Die Märzens von damals sind mit den Hopps von heute vergleichbar. Daniel, Sohn des SAP-Mitgründers und Milliardärs Dietmar Hopp, engagiert sich im Eishockey. SAP, die Arena, die Adler Mannheim – es ist eine Verwertungskette. Aber alles regional verankert. Ein an mehreren Stellen gesichertes Unternehmen. Die Besitzer zeigen „Präsenz vor Ort“, wie es Franz Reindl formuliert. Das Gegenstück dazu: „Die anonyme Herrschaft.“

Das führt zu Philip Anschutz, dem US-Milliardär, der 1999 zwei Niederlassungen in Deutschland eröffnete: München Barons (mit der Lizenz des EV Landshut) und Eisbären Berlin, der frühere Ost-Klub (Dynamo). München befehligte er nach drei Jahren nach Hamburg, 2016 stellte er das Projekt Freezers ganz ein – Aktionen von Fans und Spielern tangierten den Chef im fernen Amerika nicht. Oder Didi Mateschitz (Red Bull): Er übernahm 2013 den maroden EHC München – ein Spiel seines Klubs hat er bis heute nicht gesehen. Die Düsseldorfer EG war einige Jahre konzerngeführt (DEG MetroStars), bei den Wolfsburg Grizzlys sichert Skoda den Etat ab. Der Verein in Nürnberg (die Ice Tigers) trägt sogar den Namen seines wichtigsten Financiers, des Schmuckhändlers Thoma Sabo – der sich allerdings glaubwürdig engagiert und meist im Stadion ist. DEL-Kollegen loben Sabo für den Aufbau professioneller Strukturen bei den Thomas Sabo Ice Tigers.
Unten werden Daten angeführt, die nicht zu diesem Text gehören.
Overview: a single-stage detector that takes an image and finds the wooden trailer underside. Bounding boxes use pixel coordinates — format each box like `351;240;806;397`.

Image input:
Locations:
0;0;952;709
Es ist überhaupt alles ziemlich professionell geworden in der DEL. „Ich schimpfe immer auf die Technokraten in der Zentrale in Neuss“, gesteht der Ewig-Funktionär Lothar Sigl aus Augsburg – geht jedoch bald in ein Lob über: „Leider und Gott sei Dank ist das so.“ Geschäftlich laufe alles geregelt ab, Tricksereien gingen nicht mehr, und die Aufsichtsratsstruktur der Liga verhindere Einflussnahme im Tagesgeschäft. Alle würden gleich behandelt. Zwischen den Zeilen klingt an, dass es früher schon gewisse Seilschaften gegeben habe.

Gerade hat Sigl eine Mail von der DEL bekommen. „Elf Seiten. Wann soll ich das alles lesen?“, reklamiert er, überfliegt das Schreiben dann aber doch. Inhalt: Für die Playoffs setzt die Ligenleitung „Series Manager“ ein, Ex-Spieler oder Ex-Schiedsrichter sollen je eine Serie betreuen, Ansprechpartner und Mediator sein. damit die Klubs sich nicht zu heftig streiten. Sigl sagt: „Vielleicht ist das ja ganz sinnvoll.“ Macht er das halt auch noch mit. Nach dreißig Jahren.

Den berühmten Philip Anschutz aus Los Angeles, sozusagen seinen Mitstreiter und Kollegen in der DEL, hat Sigl nur einmal gesehen, 1999 im VIP-Raum der München Barons. „Aber Anschutz und seine Familie waren in einem Eck, sie wurden abgeschirmt.“ Weil sie zu einer anderen Welt gehören und diese nicht verlassen wollten. Kennengelernt hat man sich nie.